Bad enough he grew up with his dad convinced he should be institutionalized. He used to hear that and have no idea what it meant. Now, he knows. Now he understands why his mom used to yell at his dad. Now he recognizes that Rafael would not be the only one who believes this.

“I could take you to the school nurse?”

“I’ve used my inhaler. I’ll be all right. I need some time to catch my breath, that’s all.”

Aya’s boyfriend, Grant, sits next to her. He gives Scott a suspicious once-over. “Why do you look like death crawled outta your ass and invited you for dinner?”

“Because that’s precisely what happened,” Scott says with a shrug.

Aya taps Grant on the shoulder. “We had a talk about colorful metaphors and the best times to use them yesterday, didn’t we?”

“He’s okay, that was a simile,” Scott says with a small smile, holding his fist out to Grant for a bump behind Aya’s back.

Aya takes it in good humor, laughs about it, but still looks worried as she casts Scott a look. It’s her ‘you can’t take care of yourself’ look. Scott is well acquainted with it.
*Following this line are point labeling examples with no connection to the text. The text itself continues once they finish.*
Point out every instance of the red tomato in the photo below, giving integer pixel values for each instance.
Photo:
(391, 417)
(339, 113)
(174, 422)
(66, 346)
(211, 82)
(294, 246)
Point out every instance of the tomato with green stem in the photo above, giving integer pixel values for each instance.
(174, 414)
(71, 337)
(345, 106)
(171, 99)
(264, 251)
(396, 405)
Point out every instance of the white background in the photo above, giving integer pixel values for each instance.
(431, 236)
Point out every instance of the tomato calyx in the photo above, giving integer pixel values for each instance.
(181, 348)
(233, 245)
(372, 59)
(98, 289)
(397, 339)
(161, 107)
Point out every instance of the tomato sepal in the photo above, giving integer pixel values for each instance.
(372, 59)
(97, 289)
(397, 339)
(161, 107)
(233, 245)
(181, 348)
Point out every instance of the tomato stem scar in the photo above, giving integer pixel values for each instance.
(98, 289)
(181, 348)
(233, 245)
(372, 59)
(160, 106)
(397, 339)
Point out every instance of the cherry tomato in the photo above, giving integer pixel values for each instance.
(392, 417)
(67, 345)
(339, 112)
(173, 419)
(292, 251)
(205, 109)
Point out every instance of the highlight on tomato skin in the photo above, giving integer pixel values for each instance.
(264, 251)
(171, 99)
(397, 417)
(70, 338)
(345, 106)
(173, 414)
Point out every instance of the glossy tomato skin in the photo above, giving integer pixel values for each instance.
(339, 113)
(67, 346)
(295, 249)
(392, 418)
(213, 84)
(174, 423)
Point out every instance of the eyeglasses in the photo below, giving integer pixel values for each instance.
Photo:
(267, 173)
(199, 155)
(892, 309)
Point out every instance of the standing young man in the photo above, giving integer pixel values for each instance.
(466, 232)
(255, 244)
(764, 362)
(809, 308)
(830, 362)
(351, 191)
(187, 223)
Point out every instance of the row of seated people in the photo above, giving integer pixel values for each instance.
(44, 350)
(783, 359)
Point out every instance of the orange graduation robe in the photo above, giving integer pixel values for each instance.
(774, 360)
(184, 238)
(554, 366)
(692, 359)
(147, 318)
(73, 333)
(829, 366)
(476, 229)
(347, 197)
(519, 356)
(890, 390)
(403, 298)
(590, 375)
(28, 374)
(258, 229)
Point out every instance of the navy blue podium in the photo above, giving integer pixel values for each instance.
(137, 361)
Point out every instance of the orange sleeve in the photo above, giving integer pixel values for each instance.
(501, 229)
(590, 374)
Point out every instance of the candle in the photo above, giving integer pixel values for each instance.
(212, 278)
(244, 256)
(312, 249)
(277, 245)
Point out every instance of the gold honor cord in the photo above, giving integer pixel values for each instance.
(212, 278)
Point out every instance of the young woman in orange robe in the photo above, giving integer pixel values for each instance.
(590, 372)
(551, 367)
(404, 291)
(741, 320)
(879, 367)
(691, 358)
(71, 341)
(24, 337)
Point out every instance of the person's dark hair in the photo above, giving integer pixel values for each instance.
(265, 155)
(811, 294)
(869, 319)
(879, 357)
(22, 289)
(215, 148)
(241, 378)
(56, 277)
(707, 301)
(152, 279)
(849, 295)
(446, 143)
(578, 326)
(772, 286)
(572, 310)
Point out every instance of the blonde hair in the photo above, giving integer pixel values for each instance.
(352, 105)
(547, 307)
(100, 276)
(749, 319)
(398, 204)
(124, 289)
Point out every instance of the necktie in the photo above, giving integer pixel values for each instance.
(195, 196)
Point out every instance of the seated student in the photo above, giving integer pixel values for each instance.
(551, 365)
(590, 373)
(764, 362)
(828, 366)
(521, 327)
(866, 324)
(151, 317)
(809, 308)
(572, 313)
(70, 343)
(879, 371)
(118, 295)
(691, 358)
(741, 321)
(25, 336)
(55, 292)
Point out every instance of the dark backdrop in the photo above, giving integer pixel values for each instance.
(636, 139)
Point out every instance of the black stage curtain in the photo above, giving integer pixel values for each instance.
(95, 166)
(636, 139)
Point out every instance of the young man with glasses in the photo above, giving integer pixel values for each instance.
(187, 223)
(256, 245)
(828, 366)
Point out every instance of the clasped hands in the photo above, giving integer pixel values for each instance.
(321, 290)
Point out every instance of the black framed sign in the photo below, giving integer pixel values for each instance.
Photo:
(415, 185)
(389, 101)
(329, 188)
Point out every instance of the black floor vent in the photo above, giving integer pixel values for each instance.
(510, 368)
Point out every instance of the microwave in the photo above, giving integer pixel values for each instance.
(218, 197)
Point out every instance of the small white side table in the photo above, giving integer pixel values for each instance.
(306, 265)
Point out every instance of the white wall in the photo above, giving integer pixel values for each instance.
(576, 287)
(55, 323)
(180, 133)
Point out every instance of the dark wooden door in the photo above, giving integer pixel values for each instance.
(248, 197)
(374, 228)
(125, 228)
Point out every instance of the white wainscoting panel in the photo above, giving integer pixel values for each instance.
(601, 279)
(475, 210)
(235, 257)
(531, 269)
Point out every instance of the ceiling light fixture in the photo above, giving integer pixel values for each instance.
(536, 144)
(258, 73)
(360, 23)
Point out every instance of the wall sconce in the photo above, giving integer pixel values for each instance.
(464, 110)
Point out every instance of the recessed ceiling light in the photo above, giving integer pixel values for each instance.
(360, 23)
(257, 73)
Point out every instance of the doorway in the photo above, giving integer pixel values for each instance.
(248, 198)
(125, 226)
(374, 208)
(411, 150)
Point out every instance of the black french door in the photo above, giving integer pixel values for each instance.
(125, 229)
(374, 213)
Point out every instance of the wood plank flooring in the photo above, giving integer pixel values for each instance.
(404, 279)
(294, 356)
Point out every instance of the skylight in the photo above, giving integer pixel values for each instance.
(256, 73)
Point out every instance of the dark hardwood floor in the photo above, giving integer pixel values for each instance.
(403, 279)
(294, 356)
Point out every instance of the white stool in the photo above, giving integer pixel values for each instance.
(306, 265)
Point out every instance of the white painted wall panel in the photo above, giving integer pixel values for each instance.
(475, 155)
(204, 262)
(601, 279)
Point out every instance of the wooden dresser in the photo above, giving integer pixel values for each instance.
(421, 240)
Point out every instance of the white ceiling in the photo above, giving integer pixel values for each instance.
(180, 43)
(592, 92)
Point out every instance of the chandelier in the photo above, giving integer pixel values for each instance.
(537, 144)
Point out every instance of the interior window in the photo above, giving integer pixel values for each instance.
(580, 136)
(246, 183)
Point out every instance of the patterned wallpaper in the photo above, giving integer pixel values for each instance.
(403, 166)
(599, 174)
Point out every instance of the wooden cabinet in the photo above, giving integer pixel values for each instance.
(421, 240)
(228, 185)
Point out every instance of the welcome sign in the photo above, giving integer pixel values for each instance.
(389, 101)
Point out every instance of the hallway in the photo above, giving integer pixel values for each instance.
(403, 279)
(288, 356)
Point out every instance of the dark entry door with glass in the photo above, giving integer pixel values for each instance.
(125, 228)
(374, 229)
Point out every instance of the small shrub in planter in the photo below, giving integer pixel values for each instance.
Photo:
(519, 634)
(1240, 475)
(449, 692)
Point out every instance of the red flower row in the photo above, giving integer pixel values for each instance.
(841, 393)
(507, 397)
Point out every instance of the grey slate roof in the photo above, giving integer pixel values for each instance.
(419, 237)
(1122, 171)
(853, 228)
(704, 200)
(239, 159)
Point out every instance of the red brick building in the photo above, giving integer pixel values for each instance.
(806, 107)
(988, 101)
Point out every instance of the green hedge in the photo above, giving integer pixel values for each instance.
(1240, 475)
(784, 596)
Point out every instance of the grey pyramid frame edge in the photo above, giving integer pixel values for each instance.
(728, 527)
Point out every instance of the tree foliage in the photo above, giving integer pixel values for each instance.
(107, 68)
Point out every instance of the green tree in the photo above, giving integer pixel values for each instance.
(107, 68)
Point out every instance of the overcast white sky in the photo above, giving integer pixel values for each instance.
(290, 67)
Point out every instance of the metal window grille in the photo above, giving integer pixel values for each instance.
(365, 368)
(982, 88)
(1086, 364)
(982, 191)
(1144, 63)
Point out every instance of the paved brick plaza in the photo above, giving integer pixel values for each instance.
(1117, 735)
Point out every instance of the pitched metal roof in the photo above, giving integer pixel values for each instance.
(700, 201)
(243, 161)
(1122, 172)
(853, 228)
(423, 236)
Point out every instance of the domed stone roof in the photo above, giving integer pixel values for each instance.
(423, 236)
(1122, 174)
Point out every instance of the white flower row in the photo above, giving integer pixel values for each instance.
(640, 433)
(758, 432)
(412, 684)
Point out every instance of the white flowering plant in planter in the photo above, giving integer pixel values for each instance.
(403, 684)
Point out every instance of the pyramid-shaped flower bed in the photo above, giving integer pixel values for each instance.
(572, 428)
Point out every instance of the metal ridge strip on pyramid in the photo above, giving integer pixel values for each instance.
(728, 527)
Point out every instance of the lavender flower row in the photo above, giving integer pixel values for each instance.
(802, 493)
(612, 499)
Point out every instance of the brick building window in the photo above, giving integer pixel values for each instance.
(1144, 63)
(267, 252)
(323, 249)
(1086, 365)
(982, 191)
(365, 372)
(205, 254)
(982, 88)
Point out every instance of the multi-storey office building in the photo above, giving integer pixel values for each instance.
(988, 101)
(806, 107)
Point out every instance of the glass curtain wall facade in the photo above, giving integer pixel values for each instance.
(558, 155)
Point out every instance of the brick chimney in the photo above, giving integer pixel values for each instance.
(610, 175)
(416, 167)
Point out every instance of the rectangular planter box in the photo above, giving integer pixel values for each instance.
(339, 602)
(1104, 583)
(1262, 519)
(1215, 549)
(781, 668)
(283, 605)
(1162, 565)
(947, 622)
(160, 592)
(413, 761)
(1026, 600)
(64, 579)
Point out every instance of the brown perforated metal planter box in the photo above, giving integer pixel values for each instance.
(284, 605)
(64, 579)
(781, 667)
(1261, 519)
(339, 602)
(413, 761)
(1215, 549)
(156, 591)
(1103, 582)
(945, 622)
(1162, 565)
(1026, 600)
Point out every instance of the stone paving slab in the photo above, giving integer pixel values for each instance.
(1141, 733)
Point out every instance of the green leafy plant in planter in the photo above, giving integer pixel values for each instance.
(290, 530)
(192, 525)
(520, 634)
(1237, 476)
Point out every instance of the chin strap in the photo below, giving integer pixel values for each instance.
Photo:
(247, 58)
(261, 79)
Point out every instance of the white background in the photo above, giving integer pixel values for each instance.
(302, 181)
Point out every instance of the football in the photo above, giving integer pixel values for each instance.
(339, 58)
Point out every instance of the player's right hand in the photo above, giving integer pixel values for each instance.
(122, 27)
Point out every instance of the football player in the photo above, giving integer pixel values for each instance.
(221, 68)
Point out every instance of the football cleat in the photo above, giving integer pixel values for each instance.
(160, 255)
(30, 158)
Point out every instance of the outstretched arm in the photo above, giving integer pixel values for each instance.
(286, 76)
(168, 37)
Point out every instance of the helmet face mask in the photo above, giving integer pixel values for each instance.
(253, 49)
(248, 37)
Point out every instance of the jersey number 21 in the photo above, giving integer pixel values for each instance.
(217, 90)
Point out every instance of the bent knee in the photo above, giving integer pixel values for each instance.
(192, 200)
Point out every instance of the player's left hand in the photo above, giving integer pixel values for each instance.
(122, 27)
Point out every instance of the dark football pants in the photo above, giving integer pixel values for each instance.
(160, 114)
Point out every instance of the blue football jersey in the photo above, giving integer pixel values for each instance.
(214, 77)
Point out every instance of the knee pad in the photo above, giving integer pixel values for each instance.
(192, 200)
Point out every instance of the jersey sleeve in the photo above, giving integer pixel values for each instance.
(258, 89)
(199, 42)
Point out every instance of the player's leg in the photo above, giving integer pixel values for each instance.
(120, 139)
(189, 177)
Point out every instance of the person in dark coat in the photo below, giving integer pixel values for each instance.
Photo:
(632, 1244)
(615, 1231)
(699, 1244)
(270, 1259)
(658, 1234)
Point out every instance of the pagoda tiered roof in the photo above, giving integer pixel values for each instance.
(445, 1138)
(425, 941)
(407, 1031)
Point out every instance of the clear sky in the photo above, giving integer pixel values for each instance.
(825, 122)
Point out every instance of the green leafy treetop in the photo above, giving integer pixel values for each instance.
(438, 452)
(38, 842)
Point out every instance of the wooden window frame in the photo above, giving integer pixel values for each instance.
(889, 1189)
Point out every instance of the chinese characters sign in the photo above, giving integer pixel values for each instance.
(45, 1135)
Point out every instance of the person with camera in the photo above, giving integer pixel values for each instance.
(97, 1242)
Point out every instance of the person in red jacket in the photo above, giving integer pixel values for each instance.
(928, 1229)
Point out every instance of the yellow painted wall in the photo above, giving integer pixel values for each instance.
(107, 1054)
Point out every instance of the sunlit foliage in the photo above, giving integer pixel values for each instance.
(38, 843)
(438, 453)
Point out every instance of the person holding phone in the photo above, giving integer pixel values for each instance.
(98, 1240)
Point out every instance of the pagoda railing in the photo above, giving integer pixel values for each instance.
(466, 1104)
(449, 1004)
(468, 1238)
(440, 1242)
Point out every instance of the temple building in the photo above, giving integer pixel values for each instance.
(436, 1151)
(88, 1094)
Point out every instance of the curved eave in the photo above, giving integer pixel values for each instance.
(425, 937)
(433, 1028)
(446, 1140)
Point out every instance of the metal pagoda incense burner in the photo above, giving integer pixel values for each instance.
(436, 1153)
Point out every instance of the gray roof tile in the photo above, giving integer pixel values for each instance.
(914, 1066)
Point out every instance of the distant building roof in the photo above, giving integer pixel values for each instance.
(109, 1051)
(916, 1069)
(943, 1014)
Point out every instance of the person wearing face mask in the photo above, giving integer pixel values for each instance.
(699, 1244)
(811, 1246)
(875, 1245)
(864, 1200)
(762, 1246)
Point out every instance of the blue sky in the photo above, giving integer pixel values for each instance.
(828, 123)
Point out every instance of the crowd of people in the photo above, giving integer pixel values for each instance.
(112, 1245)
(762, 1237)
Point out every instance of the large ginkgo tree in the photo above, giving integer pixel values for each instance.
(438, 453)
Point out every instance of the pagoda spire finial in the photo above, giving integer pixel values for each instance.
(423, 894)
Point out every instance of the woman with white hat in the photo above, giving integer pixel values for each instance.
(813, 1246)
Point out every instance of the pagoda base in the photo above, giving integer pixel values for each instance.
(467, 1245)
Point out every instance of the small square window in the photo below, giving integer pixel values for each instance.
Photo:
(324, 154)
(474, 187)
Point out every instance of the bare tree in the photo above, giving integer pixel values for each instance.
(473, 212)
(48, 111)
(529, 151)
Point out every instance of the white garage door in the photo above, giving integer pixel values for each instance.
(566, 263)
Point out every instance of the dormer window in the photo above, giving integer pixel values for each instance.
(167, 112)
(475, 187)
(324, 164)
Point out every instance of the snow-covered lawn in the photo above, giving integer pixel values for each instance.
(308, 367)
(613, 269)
“I forgot about that conversation anyway,” Grant says. “I had it wiped, like in those ads.”

“What ads?”

“The memory cleanse ads that’ve been playing all day every day on radio and public broadcast television? All _Eternal Sunshine for the Spotless Mind_? Put memories of bad experiences in their place; nowhere! They seriously need a better slogan writer.”

Aya shakes her head. “They have to be a hoax. If you can’t completely delete files off a computer, there’s no way you could delete memories from the human brain.”

“Maybe not, but you could sever the connection, right? I mean, Alzheimer’s and other degenerative diseases do that _no_ trouble.”

“But how could you be so specific? The risk would be astronomical.”

“It’d have to be worth it,” Scott agrees. “Do you think it’d only work on memories of things that have actually happened? Or do you think you’d be eligible for something like recurring nightmares?”

Grant raises his eyebrows, cocks his shoulder. “I dunno, man, I guess we gotta go find out.”

They talk about it longer, joke about it, dare each other to go and film the evidence, like daring to stay in a haunted house overnight, until it’s decided they’ll all go together. Scott wouldn’t explain his reasoning, Aya’s said hers was morbid fascination, Grant admitted that he liked to have at least one hair-raising experience every year --- remind him he’s still living.

But Scott thinks they know he wants to go. He thinks that they’re silently supporting him, like they always have, not turning it into a big deal. He thinks maybe they know more than they’ve ever let on, more than he’s ever said. And to be honest, he’s grateful.

*

It’s not the smartest thing they’ve ever done, driving into the abandoned section of Beacon Hills that was hit the worst during the first strike of the GFC. As every minute goes by, Scott feels his stomach bubbling, his heart jack-rabbiting, his lungs constricting like they do when he’s going to have an asthma attack.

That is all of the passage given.